Margarita Kearney Taylor (8 January 1890 in Southampton – 2 December 1982 in Madrid) was a British woman living in Spain who founded and ran the Embassy tea room in Madrid, in its original location on Castellana Street.

== Biography ==
She was born in Southampton, the daughter of Ellen Taylor and an unknown father (as was her mother). She moved around England in her youth, working in 1920 in Bournemouth.

In the 1920s, she moved to Paris, where her daughter Consuelo was born from a relationship with a Spanish diplomat. After arranging for his daughter to take her father's surname, in 1931 they moved to Madrid, where after a few years working at the General Motors factory, she and two other partners opened the Embassy café, in the style of the Parisian tea rooms and designed to attract the wealthy foreign clientele of the embassy district. After the Second World War, during which she lived temporarily in his country, she returned to Spain and reopened the Embassy.

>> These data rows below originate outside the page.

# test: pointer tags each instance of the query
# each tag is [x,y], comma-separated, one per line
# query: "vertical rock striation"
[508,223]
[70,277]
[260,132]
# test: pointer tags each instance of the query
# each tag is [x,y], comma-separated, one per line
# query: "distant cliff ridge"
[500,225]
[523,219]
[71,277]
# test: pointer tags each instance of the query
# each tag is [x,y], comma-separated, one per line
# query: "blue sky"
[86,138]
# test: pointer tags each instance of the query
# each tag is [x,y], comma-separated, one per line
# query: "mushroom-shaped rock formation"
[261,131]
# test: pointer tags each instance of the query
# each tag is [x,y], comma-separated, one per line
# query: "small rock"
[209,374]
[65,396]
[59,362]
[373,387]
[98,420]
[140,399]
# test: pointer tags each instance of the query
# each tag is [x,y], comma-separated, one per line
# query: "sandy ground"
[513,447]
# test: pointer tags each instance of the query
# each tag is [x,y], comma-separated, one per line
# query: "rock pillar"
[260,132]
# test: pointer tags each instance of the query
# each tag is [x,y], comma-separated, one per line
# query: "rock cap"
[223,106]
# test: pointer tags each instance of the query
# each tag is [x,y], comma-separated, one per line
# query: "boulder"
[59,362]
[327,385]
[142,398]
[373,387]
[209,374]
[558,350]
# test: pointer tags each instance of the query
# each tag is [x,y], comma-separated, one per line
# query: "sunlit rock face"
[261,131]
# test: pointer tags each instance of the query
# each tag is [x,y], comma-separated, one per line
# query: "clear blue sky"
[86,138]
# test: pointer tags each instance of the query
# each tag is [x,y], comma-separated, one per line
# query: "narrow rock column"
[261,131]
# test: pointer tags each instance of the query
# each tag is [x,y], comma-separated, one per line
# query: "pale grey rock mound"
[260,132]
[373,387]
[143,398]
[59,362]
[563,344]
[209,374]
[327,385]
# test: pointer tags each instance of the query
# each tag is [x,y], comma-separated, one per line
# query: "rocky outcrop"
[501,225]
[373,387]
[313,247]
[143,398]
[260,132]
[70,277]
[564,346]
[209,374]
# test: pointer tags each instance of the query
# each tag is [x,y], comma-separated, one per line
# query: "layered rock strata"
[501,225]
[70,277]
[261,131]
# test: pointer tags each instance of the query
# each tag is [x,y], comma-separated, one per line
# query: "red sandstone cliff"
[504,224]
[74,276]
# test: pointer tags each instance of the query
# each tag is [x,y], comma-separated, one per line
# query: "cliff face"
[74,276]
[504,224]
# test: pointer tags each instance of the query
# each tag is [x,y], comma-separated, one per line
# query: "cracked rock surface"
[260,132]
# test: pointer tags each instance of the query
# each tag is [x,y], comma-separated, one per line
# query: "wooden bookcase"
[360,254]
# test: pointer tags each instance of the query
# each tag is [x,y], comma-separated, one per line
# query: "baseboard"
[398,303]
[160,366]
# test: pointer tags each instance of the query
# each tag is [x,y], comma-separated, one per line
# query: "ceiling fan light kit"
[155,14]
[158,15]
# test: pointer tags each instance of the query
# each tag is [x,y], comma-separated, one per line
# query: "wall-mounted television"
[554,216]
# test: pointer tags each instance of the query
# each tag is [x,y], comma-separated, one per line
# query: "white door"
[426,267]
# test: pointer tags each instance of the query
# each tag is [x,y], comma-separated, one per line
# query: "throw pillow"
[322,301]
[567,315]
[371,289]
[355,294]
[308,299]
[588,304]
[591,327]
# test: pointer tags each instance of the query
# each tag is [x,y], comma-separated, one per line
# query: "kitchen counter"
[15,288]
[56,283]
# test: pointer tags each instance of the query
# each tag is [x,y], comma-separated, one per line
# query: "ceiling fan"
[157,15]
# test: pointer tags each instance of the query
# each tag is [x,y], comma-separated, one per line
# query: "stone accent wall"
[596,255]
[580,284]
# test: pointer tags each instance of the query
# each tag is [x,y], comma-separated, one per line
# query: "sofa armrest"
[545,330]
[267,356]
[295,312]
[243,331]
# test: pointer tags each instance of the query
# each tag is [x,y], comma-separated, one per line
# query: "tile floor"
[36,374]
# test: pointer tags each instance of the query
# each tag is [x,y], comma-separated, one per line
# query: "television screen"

In 1975, Margarita Kearney Taylor transferred the business, although she remained a shareholder and the driving force behind the establishment. She died on 2 December 1982, and was buried in the British Cemetery in Madrid.

After her death, documentation began to emerge about her activities during the Spanish postwar period and the development of the Second World War, which linked her café to various incidents related to Nazism and persecuted Jews, and other activities of the British secret services.